Acella Hydrocortisone Acetate - Pramoxine Singles

Name: Acella Hydrocortisone Acetate - Pramoxine Singles

Acella Hydrocortisone Acetate - Pramoxine Singles

DESCRIPTION: Hydrocortisone Acetate 2.5%-Pramoxine HCl 1% Cream is a topical preparation containing Hydrocortisone Acetate 2.5% w/w and Pramoxine HCl 1% w/w in a hydrophilic base containing Purified Water, Petrolatum, PEG 40 Stearate, Mineral Oil, Ceresin Wax, Cetostearyl Alcohol, Stearic Acid, TEA-Lauryl Sulfate, Isopropyl Palmitate, Carbomer 940, Methyl Paraben, Propyl Paraben, Citric Acid, Sodium Citrate and Triethanolamine. Topical corticosteroids are anti-inflammatory and anti-pruritic agents. The structural formula, the chemical name, molecular formula and molecular weight for active ingredients are presented below.

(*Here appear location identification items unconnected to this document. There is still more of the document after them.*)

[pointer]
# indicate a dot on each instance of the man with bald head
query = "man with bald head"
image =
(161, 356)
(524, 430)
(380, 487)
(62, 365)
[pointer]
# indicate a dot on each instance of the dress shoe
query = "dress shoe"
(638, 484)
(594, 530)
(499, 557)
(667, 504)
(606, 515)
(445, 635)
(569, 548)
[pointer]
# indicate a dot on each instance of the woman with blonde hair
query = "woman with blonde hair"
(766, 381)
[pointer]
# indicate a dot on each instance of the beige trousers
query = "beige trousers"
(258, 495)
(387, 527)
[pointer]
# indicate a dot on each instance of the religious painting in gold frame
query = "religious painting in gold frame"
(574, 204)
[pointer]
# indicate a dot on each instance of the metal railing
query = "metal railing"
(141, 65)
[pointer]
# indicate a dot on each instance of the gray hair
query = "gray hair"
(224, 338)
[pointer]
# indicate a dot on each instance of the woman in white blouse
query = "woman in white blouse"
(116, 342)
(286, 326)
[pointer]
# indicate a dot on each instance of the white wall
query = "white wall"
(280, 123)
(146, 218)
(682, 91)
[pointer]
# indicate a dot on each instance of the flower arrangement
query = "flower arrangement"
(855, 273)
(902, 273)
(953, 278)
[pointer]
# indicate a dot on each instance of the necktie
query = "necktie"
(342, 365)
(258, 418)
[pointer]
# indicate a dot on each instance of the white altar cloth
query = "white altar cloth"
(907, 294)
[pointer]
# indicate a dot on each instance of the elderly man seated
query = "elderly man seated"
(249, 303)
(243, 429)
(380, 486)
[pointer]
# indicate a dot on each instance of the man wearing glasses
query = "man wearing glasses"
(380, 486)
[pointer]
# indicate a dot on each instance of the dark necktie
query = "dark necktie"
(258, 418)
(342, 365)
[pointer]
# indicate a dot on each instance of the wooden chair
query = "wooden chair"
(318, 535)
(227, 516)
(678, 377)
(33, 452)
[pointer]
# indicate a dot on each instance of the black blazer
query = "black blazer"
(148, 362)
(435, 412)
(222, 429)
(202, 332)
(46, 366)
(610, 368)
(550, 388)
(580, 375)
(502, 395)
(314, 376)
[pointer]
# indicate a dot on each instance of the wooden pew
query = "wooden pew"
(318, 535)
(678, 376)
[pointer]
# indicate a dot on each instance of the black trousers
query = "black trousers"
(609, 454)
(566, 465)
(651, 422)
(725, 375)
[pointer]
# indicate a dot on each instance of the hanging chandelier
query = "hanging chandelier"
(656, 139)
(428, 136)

CLINICAL PHARMACOLOGY: Topical corticosteroids share anti-inflammatory, anti-pruritic and vasoconstrictive actions. The mechanism of anti-inflammatory activity of topical corticosteroids is unclear. Various laboratory methods, including vasoconstrictor assays, are used to compare and predict potencies and/or clinical efficacies of the topical corticosteroids. There is some evidence to suggest that a recognizable correlation exists between vasoconstrictor potency and therapeutic efficacy in man. Pramoxine hydrochloride is a topical anesthetic agent which provides temporary relief from itching and pain. It acts by stabilizing the neuronal membrane of nerve endings with which it comes into contact.

Pharmacokinetics: The extent of percutaneous absorption of topical corticosteroids is determined by many factors including the vehicle, the integrity of the epidermal barrier and the use of occlusive dressings. Topical corticosteroids can be absorbed from normal intact skin. Inflammation and/or other disease processes in the skin increase percutaneous absorption. Occlusive dressings substantially increase the percutaneous absorption of topical corticosteroids. Thus, occlusive dressings may be a valuable therapeutic adjunct for treatment of resistant dermatoses. (See DOSAGE AND ADMINISTRATION.) Once absorbed through the skin, topical corticosteroids are handled through pharmacokinetic pathways similar to systemically administered corticosteroids. Corticosteroids are bound to plasma proteins in varying degrees. Corticosteroids are metabolized primarily in the liver and are then excreted by the kidneys. Some of the topical corticosteroids and their metabolites are also excreted into the bile.

INDICATIONS AND USAGE: Topical corticosteroids are indicated for the relief of the inflammatory and pruritic manifestations of corticosteroid-responsive dermatoses.

CONTRAINDICATIONS: Topical corticosteroids are contraindicated in those patients with a history of hypersensitivity to any of the components of the preparation.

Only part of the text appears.